I looked up and saw no sign for it. “Never heard of it.”

“Basalt brand, not quite up to Timbiqui, but good. They brew it up in Contressa, where Broad River meets the ocean. I have it brought in.”

I reached into my pocket for money, but my benefactor shook her head. “My treat.”

“I owe you for saving my life.” The man behind her snorted as he parsed the sentence.

“If lives being saved is the criterion, Mustang should be buying for both of us, for a long time.” Her brown eyes glittered with red-and-yellow highlights from the sign. “You’d have tipped his stool back, then what, stomped on his groin and his throat?”

“One or the other. I’m new here and don’t know him that well.”

“If you did, it would have been both. Repeatedly.” The beers arrived and she slid one to me. We raised them and clinked them together. “I’m Alba Dolehide.”

“Sam Donelly.” I drank and the beer was good, very good, but I found myself distracted by the tattoo on her right forearm. It was the Lament insignia.

She lowered her bottle and smiled. “So, what is a MechWarrior like you doing in a scrapyard like this?”

“Could be a long story. Do you want to sit?”

“Sure.” She started off through the crowd and I found myself distracted again, but not just by her body.
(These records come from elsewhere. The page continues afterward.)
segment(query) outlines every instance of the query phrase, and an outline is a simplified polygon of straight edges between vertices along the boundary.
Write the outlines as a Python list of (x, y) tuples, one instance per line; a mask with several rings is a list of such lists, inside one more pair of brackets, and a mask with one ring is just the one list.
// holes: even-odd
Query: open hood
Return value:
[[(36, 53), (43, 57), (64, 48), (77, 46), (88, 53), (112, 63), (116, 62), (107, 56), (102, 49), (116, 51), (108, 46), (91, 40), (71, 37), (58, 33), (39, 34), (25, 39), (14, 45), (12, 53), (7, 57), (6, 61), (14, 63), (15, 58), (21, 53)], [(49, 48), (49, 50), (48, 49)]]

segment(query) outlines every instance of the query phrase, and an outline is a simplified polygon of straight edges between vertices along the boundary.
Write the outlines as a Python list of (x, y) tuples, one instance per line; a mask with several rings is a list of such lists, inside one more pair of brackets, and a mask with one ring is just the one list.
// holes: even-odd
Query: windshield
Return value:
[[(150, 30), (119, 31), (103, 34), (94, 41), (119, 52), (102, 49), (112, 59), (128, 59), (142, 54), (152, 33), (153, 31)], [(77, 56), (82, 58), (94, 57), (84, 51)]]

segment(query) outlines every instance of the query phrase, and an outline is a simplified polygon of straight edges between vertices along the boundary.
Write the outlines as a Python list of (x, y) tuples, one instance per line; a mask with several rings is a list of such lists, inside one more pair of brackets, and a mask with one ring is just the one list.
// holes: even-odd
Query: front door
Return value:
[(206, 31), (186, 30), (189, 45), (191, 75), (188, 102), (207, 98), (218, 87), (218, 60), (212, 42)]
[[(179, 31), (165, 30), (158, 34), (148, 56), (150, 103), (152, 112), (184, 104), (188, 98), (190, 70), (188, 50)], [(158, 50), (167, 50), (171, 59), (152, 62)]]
She moved so well, so supple and lithe was she, that parts of me were inclined to aching. Her long black hair had been loosely knotted with a red bandana and swayed back and forth from shoulder blade to shoulder blade. She wore her sleeveless gray shirt snug where it should have been snug, and that applied to her cargo pants as well.

What distracted me more than her walk was the way the others looked at her. Whereas I’d been regarded with cold hostility when I came in, my being in her company offered me a dispensation. Some folks even gave me a nod, about as close to a welcome as I’d get before I’d bled alongside them, and maybe not even then.

Alba reached a table that, while she was still incoming, had been fully populated. By the time I got to it, an ashtray leaking smoke and several condensation rings were the only evidence that anyone had been there. She drew a chair back against a wall and I came around to her left. My back remained a bit open, but if anyone in here wanted me dead, they weren’t going to worry about angling to shoot me in the back.

She sipped her beer. “You were going to tell me why you’re here.”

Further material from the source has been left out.